Here are some of the light ones, ready for giving. I saved one for myself, which is why there are only four in the image.

I could not capture the true blue of the darker indigo face cloths.

This is the closest I got to showing the color of the dark indigo skeins.

Much of the summer I enjoyed gardening and bringing cut flowers into the house. Bob and I visited our older son and his family a few times. He lives in a state that is as low in Covid cases as Connecticut, and both our families are not seeing anyone at this time, so we made a bubble together. They surprised me with a half birthday celebration since my real one falls in January when we are in the Caribbean.

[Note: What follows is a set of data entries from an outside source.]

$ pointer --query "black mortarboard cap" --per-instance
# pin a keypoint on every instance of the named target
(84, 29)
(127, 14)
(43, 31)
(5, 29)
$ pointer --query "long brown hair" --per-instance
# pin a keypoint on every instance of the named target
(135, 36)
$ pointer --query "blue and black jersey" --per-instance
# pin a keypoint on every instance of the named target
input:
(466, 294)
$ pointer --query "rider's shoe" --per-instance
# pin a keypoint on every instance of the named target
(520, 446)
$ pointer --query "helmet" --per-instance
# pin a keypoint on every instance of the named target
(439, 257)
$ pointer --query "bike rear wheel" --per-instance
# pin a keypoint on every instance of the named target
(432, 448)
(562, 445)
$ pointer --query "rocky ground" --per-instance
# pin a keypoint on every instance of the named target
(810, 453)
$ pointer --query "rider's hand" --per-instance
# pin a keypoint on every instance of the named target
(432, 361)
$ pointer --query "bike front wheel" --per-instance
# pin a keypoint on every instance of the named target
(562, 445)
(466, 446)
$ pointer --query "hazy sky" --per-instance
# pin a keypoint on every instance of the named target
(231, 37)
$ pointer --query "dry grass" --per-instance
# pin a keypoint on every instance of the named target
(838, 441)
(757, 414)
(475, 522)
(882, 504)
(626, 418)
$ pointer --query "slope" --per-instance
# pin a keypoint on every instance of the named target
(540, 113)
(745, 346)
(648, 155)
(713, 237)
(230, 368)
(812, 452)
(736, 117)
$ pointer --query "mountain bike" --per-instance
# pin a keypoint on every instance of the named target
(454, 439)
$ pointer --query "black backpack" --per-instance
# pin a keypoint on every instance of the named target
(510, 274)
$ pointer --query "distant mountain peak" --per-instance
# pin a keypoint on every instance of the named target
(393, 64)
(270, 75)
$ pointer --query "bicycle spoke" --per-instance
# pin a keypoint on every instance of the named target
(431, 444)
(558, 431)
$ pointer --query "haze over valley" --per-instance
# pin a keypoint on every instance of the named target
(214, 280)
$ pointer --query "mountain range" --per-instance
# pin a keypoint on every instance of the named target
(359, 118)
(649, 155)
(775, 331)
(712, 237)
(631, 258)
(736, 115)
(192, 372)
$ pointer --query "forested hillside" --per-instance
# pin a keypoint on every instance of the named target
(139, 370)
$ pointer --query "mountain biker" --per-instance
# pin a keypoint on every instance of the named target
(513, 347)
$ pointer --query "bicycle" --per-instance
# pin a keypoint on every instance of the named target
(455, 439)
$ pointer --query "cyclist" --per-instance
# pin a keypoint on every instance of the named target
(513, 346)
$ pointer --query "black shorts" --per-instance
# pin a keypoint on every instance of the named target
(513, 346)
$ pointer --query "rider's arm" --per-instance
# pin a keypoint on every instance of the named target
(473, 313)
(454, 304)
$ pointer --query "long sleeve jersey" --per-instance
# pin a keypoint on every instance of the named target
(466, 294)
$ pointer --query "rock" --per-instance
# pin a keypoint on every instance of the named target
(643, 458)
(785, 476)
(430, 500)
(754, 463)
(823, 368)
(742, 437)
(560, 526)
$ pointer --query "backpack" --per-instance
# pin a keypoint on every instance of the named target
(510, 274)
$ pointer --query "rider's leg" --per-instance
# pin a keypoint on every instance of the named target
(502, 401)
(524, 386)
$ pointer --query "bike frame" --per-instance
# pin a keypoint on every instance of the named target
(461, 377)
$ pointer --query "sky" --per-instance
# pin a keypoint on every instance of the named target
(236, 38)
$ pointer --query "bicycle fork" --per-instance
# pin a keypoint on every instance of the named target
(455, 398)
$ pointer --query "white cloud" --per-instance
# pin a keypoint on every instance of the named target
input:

The twins turned two as I had a ‘half birthday.’ It’s impossible to get a photo of all three grandchildren together. They are like billiard balls released from the triangle!

The garden off my studio in June, when the clematis and astilbe were looking lovely.

One of our front window boxes in midsummer.

The garlic chives in late August.

There is a glorious finale to the gardening season this year. We’ll have a frost later this week that will end the morning glories, but not the monkshood.

A silver lining to being somewhat locked down at home is that there are fiber festivals that I would normally never get to visit until this year, when many of them went virtual. I took a virtual visit to Edinburgh in September for Scotland Cloth #20. It was well done, with the ability to visit the virtual booths of the artisans, watch videos that some of the fine crafts people had prepared, even choose music to accompany one’s tour of the festival. I’ve had a desire to buy something from Bonny Claith (aka weaver Cally Booker), and this was my chance. Now that it’s a bit colder, I’ve been enjoying my new cowl, sent all the way from Scotland! It’s a great accessory for my ancient Elsbeth Lavold designed cable sweater (Siv). And note my new do. After 10 months with no haircut my hair came down to the middle of my back. It was not youthful! I had become one of those stereotypes of a weaver with long gray hair. All I needed to complete the look was Birkenstock’s and cats.

Now that we are well into autumn, I find that I am no more focused or settled than I was in mid-summer. I am still spinning that silk stash. I’ve finished the face cloths and moved onto another ‘homey’ project of a long warp for eight kitchen towels. Kitchen towels? Truly, I am craving some simple luxuries. I got out my warp trapeze that Bob built for a much larger loom. It works quite well on my small Baby Wolf, and warping was a walk in the park!

I will have eight variations on the towels. This is the first towel, and I’m currently on the fourth.

Yet I find that I am still in a muddle, with so many ideas and plans, and no clear path to prioritize what I want to do. I just want to do everything while also enjoying what little socializing I am able to do within our small bubble. Last week I was still pining for the wonderful hand dyed indigo linen I used in the face cloths. I decided to plan a project for an undetermined top using linen from my stash. Here’s what I found in the stash.

As you can see, the linen is quite old. The front two spools are the same dye lot, but the other two are not. It will make a nice mixed warp when these subtle natural colors are dyed with indigo. Fingers crossed.

I feel so disconnected from people these days– my weaving friends, lace friends, old friends and new. I hope you are well, and that there are things in life that give you joy, make you want to get up in the morning to spin your own wheels, real or otherwise. And I hope there are gifts in your life, both received and given. Enjoy the season and please stay well.